Definitions. A utility function is any real function. A penalty is a real non-decreasing function p(x) such that p(x) = 0 if x ≤ xlegal, for some fixed xlegal value. The penalty is said to be zero-tolerance if it has the form p0 + r(x) for x < xlegal, with p0 > 0 and r(x) non-decreasing. On the other hand, p(x) is progressive if it is continuous.
Theorem. Let u(x) be a continuous unimodal utility function with maximum at xmax > xlegal and p(x) = p0 + r(x) a zero-tolerance penalty such that u(xlegal) − ε ≥ w(x) = u(x) − p(x) for x > xlegal and some ε > 0. There is then a progressive penalty p'(x) such that u(xlegal) > u(x) − p'(x) and p'(x) ≤ p(x) for x > xlegal.

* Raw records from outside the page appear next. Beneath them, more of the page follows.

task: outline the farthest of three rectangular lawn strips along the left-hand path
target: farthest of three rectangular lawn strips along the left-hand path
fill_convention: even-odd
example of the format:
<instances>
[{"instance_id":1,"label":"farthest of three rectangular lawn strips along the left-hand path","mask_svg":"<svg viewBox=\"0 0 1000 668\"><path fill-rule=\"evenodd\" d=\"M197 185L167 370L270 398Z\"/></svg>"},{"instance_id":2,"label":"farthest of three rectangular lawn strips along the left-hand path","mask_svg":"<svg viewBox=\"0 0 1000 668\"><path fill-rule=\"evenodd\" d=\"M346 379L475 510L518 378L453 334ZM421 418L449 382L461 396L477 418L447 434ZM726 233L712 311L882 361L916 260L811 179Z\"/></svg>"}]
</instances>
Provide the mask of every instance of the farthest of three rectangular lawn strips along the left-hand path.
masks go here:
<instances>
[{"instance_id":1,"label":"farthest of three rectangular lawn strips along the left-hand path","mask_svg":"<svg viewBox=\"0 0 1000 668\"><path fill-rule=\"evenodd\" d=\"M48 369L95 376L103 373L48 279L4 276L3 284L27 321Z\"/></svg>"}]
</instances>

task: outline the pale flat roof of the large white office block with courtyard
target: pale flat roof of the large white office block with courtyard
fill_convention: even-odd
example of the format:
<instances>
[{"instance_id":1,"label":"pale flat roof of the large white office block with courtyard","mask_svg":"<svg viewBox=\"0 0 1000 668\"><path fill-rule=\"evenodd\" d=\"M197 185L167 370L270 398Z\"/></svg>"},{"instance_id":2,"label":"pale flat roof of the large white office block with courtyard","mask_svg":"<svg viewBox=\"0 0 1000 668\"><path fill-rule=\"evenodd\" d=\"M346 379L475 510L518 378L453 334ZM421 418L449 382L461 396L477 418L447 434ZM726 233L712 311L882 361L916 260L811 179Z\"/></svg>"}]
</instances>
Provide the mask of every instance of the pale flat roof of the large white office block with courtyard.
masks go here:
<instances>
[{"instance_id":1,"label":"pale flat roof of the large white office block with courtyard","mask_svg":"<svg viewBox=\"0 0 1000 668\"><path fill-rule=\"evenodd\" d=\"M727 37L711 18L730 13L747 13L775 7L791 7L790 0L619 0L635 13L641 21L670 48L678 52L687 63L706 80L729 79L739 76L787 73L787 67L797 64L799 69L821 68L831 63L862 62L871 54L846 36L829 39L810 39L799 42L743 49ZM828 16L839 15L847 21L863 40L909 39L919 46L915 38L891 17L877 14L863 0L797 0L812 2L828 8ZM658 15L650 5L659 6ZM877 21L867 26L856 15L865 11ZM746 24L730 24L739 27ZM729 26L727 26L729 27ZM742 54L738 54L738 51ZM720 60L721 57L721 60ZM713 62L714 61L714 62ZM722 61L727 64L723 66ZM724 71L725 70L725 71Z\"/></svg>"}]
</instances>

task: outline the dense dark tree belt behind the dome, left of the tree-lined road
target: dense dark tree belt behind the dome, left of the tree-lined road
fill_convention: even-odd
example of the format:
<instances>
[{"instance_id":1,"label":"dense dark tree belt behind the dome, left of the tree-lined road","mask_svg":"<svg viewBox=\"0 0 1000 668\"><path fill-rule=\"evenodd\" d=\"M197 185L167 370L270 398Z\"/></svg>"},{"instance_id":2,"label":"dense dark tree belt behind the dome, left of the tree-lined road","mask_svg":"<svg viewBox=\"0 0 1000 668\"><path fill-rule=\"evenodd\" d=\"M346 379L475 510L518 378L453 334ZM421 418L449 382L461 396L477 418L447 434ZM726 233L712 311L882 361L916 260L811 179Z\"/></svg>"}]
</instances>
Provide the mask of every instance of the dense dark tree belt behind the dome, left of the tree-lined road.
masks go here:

Proof. Choose some continuous strictly increasing function d(x) on [xlegal, xmax] with d(xlegal) = 0, d(x) ≤ ε in all its domain (for instance, d(x) = ε(x − xlegal)/(xmax − xlegal) ) and define p'(x) on [xlegal, xmax] as
p'(x) = u(x) − u(xlegal) + d(x),
which is clearly non-decreasing given the unimodality of u(x). Then, for any x in (xlegal, xmax] we have:
u(x) − p'(x) = u(xlegal) − d(x) < u(xlegal),
p'(x) = u(x) − u(xlegal) + d(x) ≤ u(x) − u(xlegal) + ε ≤ p(x),
where the last inequality follows directly from the theorem hypothesis on p(x). To complete our definition of p'(x), extend it for x > xmax as p'(x) = p'(xmax). p'(x) is then clearly a progressive penalty and verifies all the conditions of the theorem.
It is not possible to relax the theorem hypothesis to merely requiring that u(xlegal) > w(x) = u(x) − p(x) for x > xlegal; the figure shows a counterexample:
The zero-tolerance penalty function p(x) tends to u(xmax) − u(xlegal) when x tends to xmax from the left, even though p(xmax) > u(xmax) − u(xlegal). So, for any continuous p'(x) ≤ p(x) we will have p'(xmax) ≤ u(xmax) − u(xlegal), making p'(x) an inefficient penalty for u(x). Anyway, this limit case has no real-life significance.